Victoria Police said they were monitoring the protests across Melbourne to ensure they remain peaceful.
“The safety of the community is our number one priority,” they told 3AW.
“Victoria Police respects people’s right to protest peacefully but will not tolerate any anti-social behavior or violence.”
After being moved on from the intersection, the activists have since blocked the entrance to Melbourne Aquarium.
Vegan Rising campaign director Kristin Leigh told ABC News that the protest was planned to be one of nine nationwide, including five in Victoria.
“We want people to go vegan, we want people to stop supporting animal abuse,” she said.
In Pakenham, protesters have chained themselves to a truck and there have been other reports coming from MC Herd abattoir in Geelong where a group of activists blocked the company’s entrance.
Farmers in New South Wales and Queensland were also placed on high alert after multiple protests occurred on private property.
Campaigners rallied at Carey Bros Abattoir about 3:30am before police were called to the abattoir to negotiate with activists.
No arrests were made after the protesters moved.
Police were called to Carey Bros Abattoir at Yangan around 3.30am, with reports around 20 protestors had unlawfully entered the facility. Now there’s around 100 outside. pic from @GreenShirtsQLD @WINNews_TWBA pic.twitter.com/4ADazBIupj
— Caitlin Crowley (@Cait_Crowley) April 7, 2019
At 2:30am, nine people attended an abattoir in Goulburn in New South Wales, where they chained themselves to a conveyor.
After refusing to move, the Goulburn Police Rescue was called, and the protesters were arrested at the scene.
In Queensland, 20 animal rights campaigners chained themselves to equipment at Warwick abattoir.
Two hundred other protesters were found outside the facility chanting for the rights and fair treatment of animals.
Speaking to 2GB radio this morning, Prime Minister, Scott Morrison said that their acts were “shameful and un-Australian”.
“This is just another form of activism that I think runs against the national interest, and the national interest is being able to farm their own land,” he said.

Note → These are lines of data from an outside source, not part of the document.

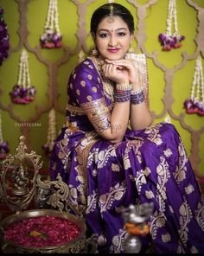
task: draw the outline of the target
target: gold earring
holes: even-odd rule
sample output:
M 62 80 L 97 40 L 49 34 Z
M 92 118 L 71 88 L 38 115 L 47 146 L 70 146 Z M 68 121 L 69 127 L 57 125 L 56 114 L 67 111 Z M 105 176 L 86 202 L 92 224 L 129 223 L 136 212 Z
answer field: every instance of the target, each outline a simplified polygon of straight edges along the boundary
M 99 51 L 98 51 L 98 49 L 96 48 L 96 47 L 94 47 L 94 48 L 92 48 L 92 54 L 93 56 L 98 56 L 98 55 L 99 55 Z
M 134 49 L 132 48 L 132 42 L 131 43 L 131 47 L 130 47 L 128 52 L 131 53 L 131 54 L 132 54 L 134 52 Z

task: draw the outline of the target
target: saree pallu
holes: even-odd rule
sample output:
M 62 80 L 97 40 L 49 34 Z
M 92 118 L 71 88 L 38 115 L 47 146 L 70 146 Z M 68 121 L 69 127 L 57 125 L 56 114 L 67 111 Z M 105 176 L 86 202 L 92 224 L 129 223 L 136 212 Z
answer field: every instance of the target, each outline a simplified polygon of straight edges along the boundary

Tony Mahar from the National Farmers’ Federation has also slammed the behaviour of the protesters.
“What we’re dealing is radicalised extremists, and they are that,” he said.
Victorian Liberal MP Tim Smith tweeted about the protests calling the activists “militant vegans”.
Over the weekend, the Gippy Goat Café was closed due to harassment towards the workers and the businesses.
The cafe took to Facebook to say that their closure was “regrettably the best option” for the company.
The shutdown comes after animal rights activists stole three goats and a lamb from the café late last year, and were released without charge.